Con un linguaggio diverso da quello di Lévy, si potrebbe dire che le rivoluzioni mediatiche producono e sovrappongono sempre nuovi tipi di spazi pubblici e rimettono in discussione i confini della vita teoretica. Nel mondo dell'oralità, la sfera pubblica si identificava con quella, particolaristica, alla portata del canto del poeta, della parola persuasiva dell'oratore e della capacità della memoria collettiva. Nel mondo della scrittura alla sfera pubblica a portata di voce si aggiunge quella, temporalmente e spazialmente più ampia, del testo che si faceva lo sforzo di copiare o che si aveva la possibilità di stampare. Nel mondo dei media autoritari del XX secolo, che è ancora in gran parte il nostro mondo, abbiamo in più l'ambito raggiungibile dalla radio e dalla televisione, con la sua capacità di incidere sulle emozioni collettive. In rete, si aggiunge la possibilità, per tutti, di comunicare interattivamente con tutti. In questo processo, la vita teoretica, da esperienza riservata a pochissimi, diventa qualcosa con cui molti sono costretti ad aver contatto: in una sovrabbondanza di informazione, la ricerca e la valutazione delle conoscenze diventa un problema rilevante per un numero sempre maggiore di persone.
Sarebbe, tuttavia, superficiale, trattare i mutamenti tecnici e quantitativi come se risolvessero da soli il problema del rapporto fra vita teoretica, economia e politica. Il confronto fra conoscenza, politica ed economia deve essere affrontato direttamente, da un punto di vista speculativo: le tecnologie della parola, così come le strutture dell'agire comunicativo, incidono su delle possibilità, ma non producono, automaticamente, degli indirizzi e delle soluzioni.
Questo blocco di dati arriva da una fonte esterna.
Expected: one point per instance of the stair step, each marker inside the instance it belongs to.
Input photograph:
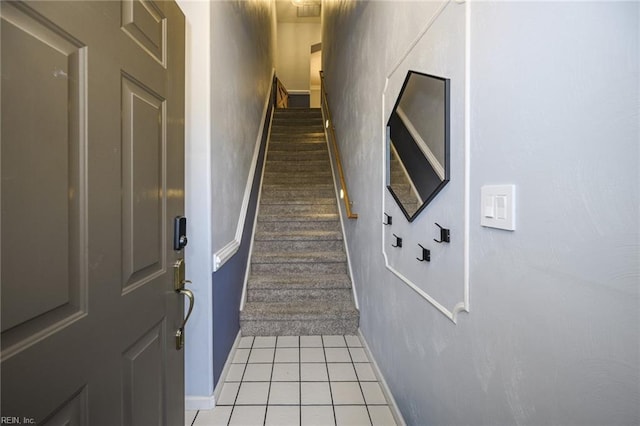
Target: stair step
(297, 295)
(281, 192)
(297, 178)
(293, 166)
(296, 209)
(306, 144)
(284, 199)
(298, 155)
(326, 281)
(284, 257)
(300, 217)
(299, 235)
(296, 226)
(293, 247)
(312, 268)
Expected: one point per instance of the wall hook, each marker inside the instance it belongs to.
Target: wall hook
(444, 235)
(426, 254)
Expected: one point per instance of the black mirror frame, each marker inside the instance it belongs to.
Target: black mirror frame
(447, 127)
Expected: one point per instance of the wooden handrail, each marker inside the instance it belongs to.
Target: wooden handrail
(332, 130)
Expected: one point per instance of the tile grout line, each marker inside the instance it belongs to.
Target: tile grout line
(244, 370)
(364, 398)
(326, 367)
(300, 380)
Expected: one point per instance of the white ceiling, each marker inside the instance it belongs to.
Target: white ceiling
(287, 12)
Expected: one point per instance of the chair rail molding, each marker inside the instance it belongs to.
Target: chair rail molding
(223, 255)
La rete rende più diffusi e richiesti alcuni valori e metodi propri della vita teoretica, ma questa ultima rivoluzione mediatica non può, da sola, chiarire se la sfera della conoscenza e la sua peculiare pubblicità possa identificarsi con la pubblicità propria della politica, o con quella del mercato, o si tratta di un ambito che le trascende entrambe, non occasionalmente, ma strutturalmente; e se una simile trascendenza si risolve immediatamente in una posizione apolitica, o può produrre una prassi politica sua propria.
[51] H. Arendt, The Human Condition, University of Chicago Press, 1958, cap. I, trad. it di S. Finzi, Vita Activa, Milano, Bompiani, 1989, pp. 7-17.
[52] Si veda, su questo, l'ultimo capitolo di The Human Condition, che si conclude significativamente col detto di Catone: Numquam se plus agere quam nihil cum ageret; numquam minus solum esse quam cum solus esset (Cicerone, De Re Publica, I.27).
[55] E.A. Havelock, Preface to Plato, Cambridge Mass., Harvard UP. 1963, Preface; trad. it. di M. Carpitella, Cultura orale e civiltà della scrittura, Roma-Bari, Laterza, 1973, pp. 3-7.